Monday 26 May 2008

El Día de los Muertos (Day of the Dead) Celebrations - Mexico

This morning I received an email from a reader of ITLAD who lives in Iceland and is in the process of backpacking round Mexico. I was so interested in the implications of his observation that I have decided to post it for him. He writes:

"I spoke to you a while ago about your theory which I find fascinating. Anyway I am currently backpacking around Mexico and have been reading my copy of lonely planet religiously and noticed that when I was reading about the famous day of the dead celebration that occurs every November it seems to tie in very well with your theory. The festival stems from indigenous beliefs that when you die you relive your life in a parallel world but on this one day in November it is possible for the dead to return in spirit form to this world and they believe this festival eases their passage. You may already know about this but if you don't I thought you might find it interesting and maybe worth researching further. I am going to look into it further when I get back to Iceland. Any way best regards from a keen follower of your blog."

Ari, thank you very much for this. I for one was totally unaware of this parallel. I will be checking it up today. I am sure that we will receive some interesting comments. I look forward to any other obervations you may have.
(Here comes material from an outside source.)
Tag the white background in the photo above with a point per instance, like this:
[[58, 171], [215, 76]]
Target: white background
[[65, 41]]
Could it be that you are our first field-based itladian anthropologist - an itladian Margaret Mead perhaps?


Rosh said...

TONY; something similar happens in India too....!!!Religion and rituals are the basics of human life in this world from time immemorable, irrespective of caste, creed or geographical location. Landmarks such as Birth, Naming ceremony, Marriage, Death have special positions in life with rituals attached to each of them.
The ritual of Shraddh or Rememberance prayers are offered to the Departed Soul, in the hope that the Soul would attain Moksha, and in return our ancestors bless us a peaceful and prosperous life, in our journey on this planet.

Hindus perform the ritual of Shraddh which is spread over four generations - meaning this ritual has to be offered to our departed Parents, Grandparents and Great Grandparents. Our scriptures also mention that in the event a individual cannot physically perform the Shraddh, it can be performed by a Brahmin on his behalf.

Shraddh can be performed on any day round the year, or on Death Anniversaries or during the fortnight of Pitrupaksh. An individual can also perform Pinddaan for himself during the course of his life.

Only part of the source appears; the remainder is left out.